SIOUX FALLS, S.D. (KELO)– Driving towards danger, hustling under the hot sun, and fighting flames aren’t for everyone.
But this is exactly where Kyle Blakeslee wants to be.
“It’s been kind of a dream of mine to be a firefighter,” SFFR Cadet Kyle Blakeslee said.
Before she started pulling hoses and putting out fires, Blakelee worked as an American Sign Language interpreter for kids in the Sioux Falls School District.
“I think I can utilize my sign language skills on the fire department as well,” Blakeslee said.
Now as a Sioux Falls Fire Rescue cadet she’s learning a brand new skill set.
“I knew there was fire behavior and I knew you had to pull a hose and do things like that, but there’s just so many details,” Blakeslee said.
It’s the type of work Conner Van Dyke can’t seem to get enough of.
The cadet is already a volunteer firefighter in Chandler, Minnesota.
“I love being a part of the fire service and I heard a lot of great things about Sioux Falls Fire so I knew this was the place to try for,” Cadet Conner Van Dyke said.
The eight cadets train for eight hours a day Monday through Friday.
“They start by learning the history of firefighting and work their way up through modern-day technology we use now. It’s from the ground floor working all the way up on what they’re taught out here in the academy,” SFFR Division Chief Steve Fessler said.

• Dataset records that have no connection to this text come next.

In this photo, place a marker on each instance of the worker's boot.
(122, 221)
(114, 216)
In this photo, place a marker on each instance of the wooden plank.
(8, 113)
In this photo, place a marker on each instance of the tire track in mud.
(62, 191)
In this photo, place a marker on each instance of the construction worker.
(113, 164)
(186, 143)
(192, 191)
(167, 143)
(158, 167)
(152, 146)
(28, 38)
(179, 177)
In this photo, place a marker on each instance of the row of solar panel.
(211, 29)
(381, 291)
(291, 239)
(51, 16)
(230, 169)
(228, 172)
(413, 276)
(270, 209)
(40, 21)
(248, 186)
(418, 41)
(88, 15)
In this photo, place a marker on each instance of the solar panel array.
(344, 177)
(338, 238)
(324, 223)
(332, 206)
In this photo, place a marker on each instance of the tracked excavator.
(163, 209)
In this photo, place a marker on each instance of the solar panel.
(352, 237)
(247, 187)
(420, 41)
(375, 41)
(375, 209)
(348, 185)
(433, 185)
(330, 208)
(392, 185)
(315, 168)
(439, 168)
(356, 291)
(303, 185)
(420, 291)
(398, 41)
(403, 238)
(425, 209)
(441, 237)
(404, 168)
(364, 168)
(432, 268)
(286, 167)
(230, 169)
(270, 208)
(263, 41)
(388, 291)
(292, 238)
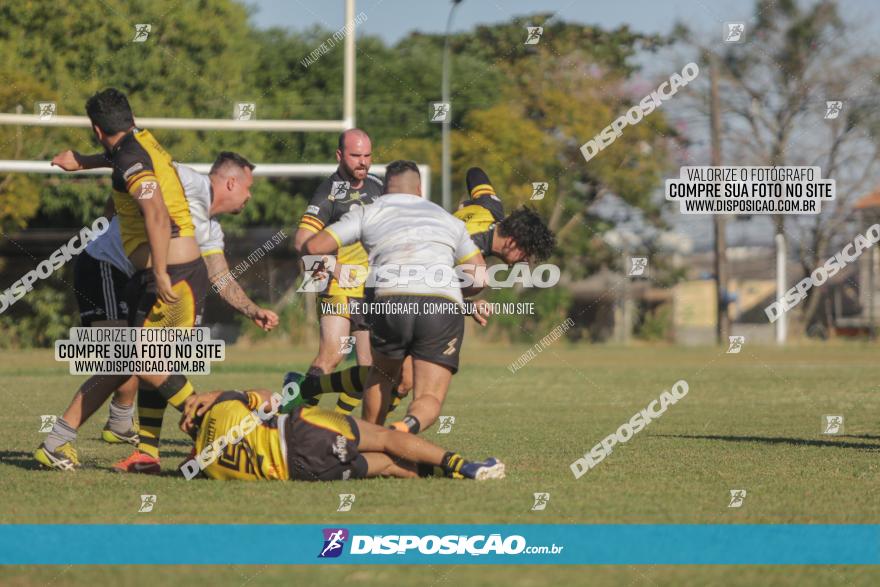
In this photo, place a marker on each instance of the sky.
(394, 19)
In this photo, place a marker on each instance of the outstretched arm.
(73, 161)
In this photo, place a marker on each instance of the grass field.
(750, 421)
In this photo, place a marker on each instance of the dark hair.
(400, 167)
(341, 143)
(229, 158)
(109, 110)
(526, 228)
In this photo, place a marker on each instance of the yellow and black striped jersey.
(480, 214)
(260, 453)
(333, 198)
(136, 160)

The academy lasts 14 weeks.
“It’s been a joy to come to work each day even though we’re working incredibly hard,” Blakeslee said.

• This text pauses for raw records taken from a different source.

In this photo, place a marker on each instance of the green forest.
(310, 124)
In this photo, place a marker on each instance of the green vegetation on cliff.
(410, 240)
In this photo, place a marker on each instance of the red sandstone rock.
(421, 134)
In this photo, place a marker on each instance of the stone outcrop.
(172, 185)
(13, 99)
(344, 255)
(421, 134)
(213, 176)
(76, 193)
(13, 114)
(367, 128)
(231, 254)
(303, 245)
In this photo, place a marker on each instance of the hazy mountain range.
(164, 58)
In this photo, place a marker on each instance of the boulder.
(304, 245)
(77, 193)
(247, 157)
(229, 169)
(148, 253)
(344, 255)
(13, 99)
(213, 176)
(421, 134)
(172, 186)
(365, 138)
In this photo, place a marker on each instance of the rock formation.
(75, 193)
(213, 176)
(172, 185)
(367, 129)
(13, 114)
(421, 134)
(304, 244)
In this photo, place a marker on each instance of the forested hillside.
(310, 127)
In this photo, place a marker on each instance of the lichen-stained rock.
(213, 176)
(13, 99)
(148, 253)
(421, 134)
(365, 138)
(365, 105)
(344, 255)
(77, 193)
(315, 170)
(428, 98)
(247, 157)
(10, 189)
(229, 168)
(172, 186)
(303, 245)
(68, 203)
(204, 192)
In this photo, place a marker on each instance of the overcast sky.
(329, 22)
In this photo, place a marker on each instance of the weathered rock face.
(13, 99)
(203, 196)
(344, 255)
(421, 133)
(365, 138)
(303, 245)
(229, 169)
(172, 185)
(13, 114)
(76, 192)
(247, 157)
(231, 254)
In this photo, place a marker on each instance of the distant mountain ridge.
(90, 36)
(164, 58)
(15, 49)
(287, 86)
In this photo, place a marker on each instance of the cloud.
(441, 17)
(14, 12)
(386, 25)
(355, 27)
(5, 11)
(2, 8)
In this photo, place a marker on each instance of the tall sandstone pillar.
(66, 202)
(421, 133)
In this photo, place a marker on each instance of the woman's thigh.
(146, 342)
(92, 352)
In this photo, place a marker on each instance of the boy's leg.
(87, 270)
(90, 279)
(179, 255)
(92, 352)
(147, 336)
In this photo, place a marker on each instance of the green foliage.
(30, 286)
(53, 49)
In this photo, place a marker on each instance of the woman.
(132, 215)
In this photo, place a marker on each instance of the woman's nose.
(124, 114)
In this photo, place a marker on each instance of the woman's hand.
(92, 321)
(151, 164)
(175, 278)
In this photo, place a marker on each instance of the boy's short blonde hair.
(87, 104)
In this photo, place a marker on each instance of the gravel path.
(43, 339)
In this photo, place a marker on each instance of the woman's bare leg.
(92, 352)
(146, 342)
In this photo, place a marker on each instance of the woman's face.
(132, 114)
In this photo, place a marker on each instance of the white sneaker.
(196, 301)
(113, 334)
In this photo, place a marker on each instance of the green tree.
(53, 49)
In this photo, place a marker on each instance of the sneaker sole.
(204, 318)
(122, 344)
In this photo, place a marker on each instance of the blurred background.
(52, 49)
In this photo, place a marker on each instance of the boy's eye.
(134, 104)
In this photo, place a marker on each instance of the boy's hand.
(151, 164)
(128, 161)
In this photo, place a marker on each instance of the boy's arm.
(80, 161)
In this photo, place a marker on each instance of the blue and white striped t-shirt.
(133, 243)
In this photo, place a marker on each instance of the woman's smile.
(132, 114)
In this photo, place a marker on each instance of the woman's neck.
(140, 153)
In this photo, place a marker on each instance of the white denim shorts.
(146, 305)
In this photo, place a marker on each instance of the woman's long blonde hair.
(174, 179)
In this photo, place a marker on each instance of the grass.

“Everyone’s very helpful and everyone’s here to learn and train and be a good firefighter,” Van Dyke said.
Seven men and one woman will graduate on May 16.
Then they’ll become probationary firefighters.
“They’re on probation for a year’s time. After that year’s point they take another written exam and some more skills validation exams and then they become firefighters,” Fessler said.
The eight cadets will help fill a need in the growing city.
“We have to be able to meet the demands of emergency services,” Fessler said.
While that demand has drawn Blakeslee to a much different learning environment these days, she thinks she can still have an influence on kids in her new role.
“Being in the kindergarten classroom was fun for me, and now when I go back to visit the kindergarteners they’ll know that I became a firefighter and they’ll be less scared when firefighters come with their big masks on,” Blakeslee said.
But until then, she and the cadets will be getting ready for what’s to come.
“I think I’m ready to hit the floor. I’m excited,” Blakeslee said.